- Born: June 9, 1987 (age 38) St. Louis Park, Minnesota, U.S.
- Height: 5 ft 7 in (170 cm)
- Weight: 148 lb (67 kg; 10 st 8 lb)
- Position: Forward
- Shot: Left
- Played for: Wisconsin Badgers
- National team: United States
- Playing career: 2005–2010

= Angie Keseley =

American ice hockey player (born 1987)

Angie Keseley (born June 9, 1987) was a member of the Wisconsin Badgers women's ice hockey program. She was part of the 2009–10 United States women's national ice hockey team that participated in the Qwest Tour.

==Playing career==
As a child, Keseley would play pond hockey with her brother Jon. She played boys' hockey until eighth grade. At St.
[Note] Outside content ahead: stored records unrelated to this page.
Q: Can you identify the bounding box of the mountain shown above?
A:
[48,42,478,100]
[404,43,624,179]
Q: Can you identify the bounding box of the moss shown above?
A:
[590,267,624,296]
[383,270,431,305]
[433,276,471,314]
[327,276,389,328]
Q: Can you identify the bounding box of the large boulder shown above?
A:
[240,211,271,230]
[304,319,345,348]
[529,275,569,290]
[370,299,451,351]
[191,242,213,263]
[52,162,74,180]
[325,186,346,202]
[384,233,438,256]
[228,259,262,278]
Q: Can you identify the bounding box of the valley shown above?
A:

Louis Park High School in Minnesota, Keseley accumulated 289 points in 101 games for the varsity team from 2001 to 2005. As a junior and senior in high school, she figured in on more than 70 percent of her team's goals.

===Wisconsin===
At Wisconsin, Keseley helped the Badgers win national championships in 2006, 2007 and 2009. She was Wisconsin's third-leading scorer in 2008–09, setting personal bests with 18 goals, 41 assists for a total of 59 points. On the Qwest Tour, she picked up a pair of assists in an 11–1 win over the University of North Dakota.

===Team USA===
Keseley joined Team USA in the 2009–10 Qwest Tour, to determine the final roster for the US team at the 2010 Winter Games. It was her first experience with Team USA.